Down the passage a knock on a door reveals a smiling face. Inside are three young women, one lying on her bed with her baby. She is 22; her baby is five months old.

The walls of the room are covered in large posters and curtains are drawn across the windows. The women are chatting happily and there’s a cosiness in the room. The baby smiles contentedly when Bradley coos at him.

Down a floor and another door is opened. A women leaves her six-year-old child lying on the bed, invisible under a thick blanket. She is in pyjamas, her hair tied back. Her face is swollen.

She says she was beaten by her husband when she went to fetch her ID book and some clothes for her child. He wanted her to sign a letter – the business is in her name and he needs her signature.

They had something to eat at the house, but she thinks he has poisoned them both. “My child hasn’t had anything to eat for 24 hours,” she says, gesticulating to the bundle on the bed, “and I’ve been feeling sick.” She is bent over as she sits on the edge of another bed.

An empathetic Bradley says she will return soon to speak to her.

Burglaries and patrols
Across the road from the shelter is a miniature squatter camp, with about a dozen shacks. There are no toilets, no taps and no rubbish bins.

Bradley thinks the burglaries the shelter has had recently emanate from the camp; or perhaps from the two chop shops alongside, or from the many factories that surround the shelter. The chop shops were recently raided by the police, but were back in business within a week. The shelter now has electric fencing along that side of the wall.

She is discussing with the police a proposal to train some of the shelter’s women to patrol the streets. The police will train the women, who will pass on information to them, but they won’t confront anyone. For this service, they will be paid R50 a day.

“Once they have a job, they can take responsibility for their lives,” Bradley explains.

Responsibility
She’s noticed that some women don’t take responsibility for their own lives, seeing the position they’re in as “everyone else’s fault”. This creates problems for her. “It’s difficult to get them to move on . We will never put them out on the street but we have rules and regulations.”

What this means is that some women move from shelter to shelter or, ultimately, back to their families in the rural areas. Some just don’t want to be helped.

Bradley says her aim is for them to have their own homes, eventually, once they have jobs. About 15 women have got jobs in the upholstery sector, after receiving training through the shelter.

“We hope that something has happened here,” she says, lifting her hand to her chest, with a smile.

Social workers
The two resident social workers are Betty Mabunda and Rosinah Hadebe. Sitting at a desk, their expressions are a combination of conscientiousness, warmth and concern.

Over the past three years, the two have re-united 36 teenage girls with their families. Mabunda and Hadebe know when they’re going to return the girls to their families – the parents phone and ask after them.

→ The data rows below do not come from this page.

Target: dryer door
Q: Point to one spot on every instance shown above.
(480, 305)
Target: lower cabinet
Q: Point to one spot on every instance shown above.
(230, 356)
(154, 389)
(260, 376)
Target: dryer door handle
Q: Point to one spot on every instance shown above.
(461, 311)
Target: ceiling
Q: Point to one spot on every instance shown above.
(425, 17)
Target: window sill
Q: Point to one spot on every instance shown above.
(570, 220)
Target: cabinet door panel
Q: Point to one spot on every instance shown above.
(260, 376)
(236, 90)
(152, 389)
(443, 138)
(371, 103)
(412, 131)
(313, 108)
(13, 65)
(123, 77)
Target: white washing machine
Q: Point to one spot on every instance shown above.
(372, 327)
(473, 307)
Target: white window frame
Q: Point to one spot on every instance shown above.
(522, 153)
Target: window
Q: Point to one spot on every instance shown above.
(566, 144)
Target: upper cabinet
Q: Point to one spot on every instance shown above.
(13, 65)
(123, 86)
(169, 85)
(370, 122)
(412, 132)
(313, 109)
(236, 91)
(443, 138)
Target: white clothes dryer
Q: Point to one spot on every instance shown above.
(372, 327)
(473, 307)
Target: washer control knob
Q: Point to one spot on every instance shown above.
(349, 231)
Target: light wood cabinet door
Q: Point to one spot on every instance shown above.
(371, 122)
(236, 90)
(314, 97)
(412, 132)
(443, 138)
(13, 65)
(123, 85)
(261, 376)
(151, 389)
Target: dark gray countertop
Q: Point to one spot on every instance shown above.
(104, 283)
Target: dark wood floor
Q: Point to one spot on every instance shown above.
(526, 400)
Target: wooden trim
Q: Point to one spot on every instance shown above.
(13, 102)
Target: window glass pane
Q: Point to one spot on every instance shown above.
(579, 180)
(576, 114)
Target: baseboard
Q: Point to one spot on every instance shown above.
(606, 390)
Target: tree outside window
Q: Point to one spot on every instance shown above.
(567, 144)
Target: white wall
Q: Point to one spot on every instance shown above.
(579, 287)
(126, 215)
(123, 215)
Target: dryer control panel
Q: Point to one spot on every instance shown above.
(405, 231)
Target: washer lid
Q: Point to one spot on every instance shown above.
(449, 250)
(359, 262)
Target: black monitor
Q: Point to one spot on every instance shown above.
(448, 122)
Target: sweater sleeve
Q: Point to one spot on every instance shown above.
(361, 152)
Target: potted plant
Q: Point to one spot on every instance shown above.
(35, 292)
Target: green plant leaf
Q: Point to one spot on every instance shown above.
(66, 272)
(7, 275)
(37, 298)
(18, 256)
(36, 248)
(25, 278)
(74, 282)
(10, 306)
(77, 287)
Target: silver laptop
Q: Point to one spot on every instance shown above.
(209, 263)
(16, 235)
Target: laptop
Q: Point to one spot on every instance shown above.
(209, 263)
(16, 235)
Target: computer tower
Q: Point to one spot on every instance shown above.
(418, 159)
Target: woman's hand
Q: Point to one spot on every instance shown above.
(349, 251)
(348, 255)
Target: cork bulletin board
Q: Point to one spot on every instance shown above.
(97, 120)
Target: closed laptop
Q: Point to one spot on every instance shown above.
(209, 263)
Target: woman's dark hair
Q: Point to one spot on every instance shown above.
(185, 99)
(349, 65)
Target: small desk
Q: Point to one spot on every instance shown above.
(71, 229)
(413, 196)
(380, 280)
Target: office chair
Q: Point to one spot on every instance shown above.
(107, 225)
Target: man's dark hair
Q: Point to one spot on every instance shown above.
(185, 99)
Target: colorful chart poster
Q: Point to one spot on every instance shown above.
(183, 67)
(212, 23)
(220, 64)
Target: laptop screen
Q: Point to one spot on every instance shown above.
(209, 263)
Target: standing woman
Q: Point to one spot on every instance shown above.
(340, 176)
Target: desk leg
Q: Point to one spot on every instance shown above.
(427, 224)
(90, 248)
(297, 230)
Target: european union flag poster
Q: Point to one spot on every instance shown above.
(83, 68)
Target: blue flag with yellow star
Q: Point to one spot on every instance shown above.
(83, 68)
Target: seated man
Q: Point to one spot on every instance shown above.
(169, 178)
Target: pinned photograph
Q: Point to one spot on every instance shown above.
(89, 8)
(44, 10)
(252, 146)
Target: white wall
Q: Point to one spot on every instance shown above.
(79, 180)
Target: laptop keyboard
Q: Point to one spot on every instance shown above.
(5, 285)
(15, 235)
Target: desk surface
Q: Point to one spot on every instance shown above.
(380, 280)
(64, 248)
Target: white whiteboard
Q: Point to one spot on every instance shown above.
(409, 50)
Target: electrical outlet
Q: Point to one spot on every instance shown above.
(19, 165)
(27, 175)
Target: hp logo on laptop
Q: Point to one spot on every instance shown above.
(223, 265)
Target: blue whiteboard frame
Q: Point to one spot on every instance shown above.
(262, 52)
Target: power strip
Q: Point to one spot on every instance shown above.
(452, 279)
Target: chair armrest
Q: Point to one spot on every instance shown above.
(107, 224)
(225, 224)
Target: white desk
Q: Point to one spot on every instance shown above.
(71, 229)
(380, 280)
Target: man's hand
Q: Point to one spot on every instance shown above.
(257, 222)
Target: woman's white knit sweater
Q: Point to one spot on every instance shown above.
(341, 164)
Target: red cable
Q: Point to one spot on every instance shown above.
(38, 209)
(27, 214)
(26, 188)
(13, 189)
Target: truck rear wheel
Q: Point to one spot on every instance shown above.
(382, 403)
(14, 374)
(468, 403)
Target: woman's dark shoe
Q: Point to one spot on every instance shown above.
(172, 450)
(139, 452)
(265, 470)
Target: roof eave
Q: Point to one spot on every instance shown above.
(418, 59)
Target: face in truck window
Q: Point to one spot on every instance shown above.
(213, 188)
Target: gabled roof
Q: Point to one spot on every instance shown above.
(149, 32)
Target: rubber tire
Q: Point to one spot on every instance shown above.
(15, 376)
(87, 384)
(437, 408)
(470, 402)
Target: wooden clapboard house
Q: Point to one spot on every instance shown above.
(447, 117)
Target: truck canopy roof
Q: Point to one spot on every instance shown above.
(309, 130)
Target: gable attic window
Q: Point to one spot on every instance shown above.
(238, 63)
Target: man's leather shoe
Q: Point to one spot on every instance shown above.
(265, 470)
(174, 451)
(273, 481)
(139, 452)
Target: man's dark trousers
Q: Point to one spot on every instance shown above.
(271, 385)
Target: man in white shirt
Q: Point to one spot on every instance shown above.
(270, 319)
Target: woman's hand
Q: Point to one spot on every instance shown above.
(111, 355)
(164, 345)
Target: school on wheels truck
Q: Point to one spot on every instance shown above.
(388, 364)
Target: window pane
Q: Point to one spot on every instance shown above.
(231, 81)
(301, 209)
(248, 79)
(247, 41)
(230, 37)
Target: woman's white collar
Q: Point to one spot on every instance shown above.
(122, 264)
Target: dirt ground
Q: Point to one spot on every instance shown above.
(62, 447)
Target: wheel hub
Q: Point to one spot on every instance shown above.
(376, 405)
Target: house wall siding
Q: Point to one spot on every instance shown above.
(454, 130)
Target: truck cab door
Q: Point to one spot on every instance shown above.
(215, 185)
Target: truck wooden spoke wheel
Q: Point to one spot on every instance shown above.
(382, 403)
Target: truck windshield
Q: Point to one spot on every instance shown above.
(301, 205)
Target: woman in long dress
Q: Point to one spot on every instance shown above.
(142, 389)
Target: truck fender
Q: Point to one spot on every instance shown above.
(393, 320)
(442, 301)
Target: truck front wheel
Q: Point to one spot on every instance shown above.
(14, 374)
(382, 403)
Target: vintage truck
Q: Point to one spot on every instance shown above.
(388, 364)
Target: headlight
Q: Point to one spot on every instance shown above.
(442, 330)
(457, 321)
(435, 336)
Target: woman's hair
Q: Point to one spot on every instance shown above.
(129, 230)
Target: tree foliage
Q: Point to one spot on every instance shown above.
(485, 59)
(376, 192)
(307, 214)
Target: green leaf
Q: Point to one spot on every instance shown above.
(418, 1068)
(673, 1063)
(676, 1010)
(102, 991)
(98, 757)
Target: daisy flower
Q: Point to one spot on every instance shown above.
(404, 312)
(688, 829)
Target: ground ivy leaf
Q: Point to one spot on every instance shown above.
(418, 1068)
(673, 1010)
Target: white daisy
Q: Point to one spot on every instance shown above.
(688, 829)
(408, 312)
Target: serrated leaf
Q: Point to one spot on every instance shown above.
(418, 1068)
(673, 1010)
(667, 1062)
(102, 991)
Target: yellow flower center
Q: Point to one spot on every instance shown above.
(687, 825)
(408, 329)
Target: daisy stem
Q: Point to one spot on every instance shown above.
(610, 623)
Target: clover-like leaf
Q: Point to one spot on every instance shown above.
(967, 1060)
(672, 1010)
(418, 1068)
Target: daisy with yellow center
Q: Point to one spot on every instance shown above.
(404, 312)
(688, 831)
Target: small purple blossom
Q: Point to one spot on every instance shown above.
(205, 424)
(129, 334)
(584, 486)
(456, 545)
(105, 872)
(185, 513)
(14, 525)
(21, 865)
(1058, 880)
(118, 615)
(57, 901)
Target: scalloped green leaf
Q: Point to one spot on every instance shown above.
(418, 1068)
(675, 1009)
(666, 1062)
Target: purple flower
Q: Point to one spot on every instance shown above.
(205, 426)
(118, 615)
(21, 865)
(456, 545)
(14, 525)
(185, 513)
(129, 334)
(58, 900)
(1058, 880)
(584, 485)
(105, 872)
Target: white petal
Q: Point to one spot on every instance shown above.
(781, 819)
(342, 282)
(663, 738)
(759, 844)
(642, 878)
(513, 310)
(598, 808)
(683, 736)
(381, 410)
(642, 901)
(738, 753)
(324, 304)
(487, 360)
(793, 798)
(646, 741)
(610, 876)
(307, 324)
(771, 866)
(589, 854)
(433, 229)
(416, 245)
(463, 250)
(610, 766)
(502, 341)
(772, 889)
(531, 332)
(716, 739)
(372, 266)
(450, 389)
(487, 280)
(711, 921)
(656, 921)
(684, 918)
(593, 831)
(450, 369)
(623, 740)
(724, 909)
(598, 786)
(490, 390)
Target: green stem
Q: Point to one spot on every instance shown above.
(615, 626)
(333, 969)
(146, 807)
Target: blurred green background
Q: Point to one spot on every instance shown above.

The girls often won’t disclose the whereabouts of their families – one of their biggest challenges. Mabunda explains that the girls don’t want to trouble their families, who have rejected them after they have disclosed their HIV-positive status.

And they often find themselves in the invidious position of becoming the brunt of a boyfriend’s anger – he will phone and threaten them. He sees them as having taken his girlfriend away from him, even though he’s abusing the girl. But then the girl will go back to the boyfriend on payday, to make sure he buys her clothes and food.

Another challenge is getting the girls to realise that the shelter is a temporary home. “They don’t want to move – it’s very, very comfortable here. They fight you to stay, saying “I want my place, room 101,'” Hadebe says.

But it’s not all negative. Bradley’s personal assistant and receptionist came to the shelter as teenagers – they now both own their own flats. And there is a low staff turnover.

When things get her down, Bradley says, she keeps her spirits up because it’s a Christian ministry. “My heart is here; my experience can help these ladies. Without the Lord, this is not possible.”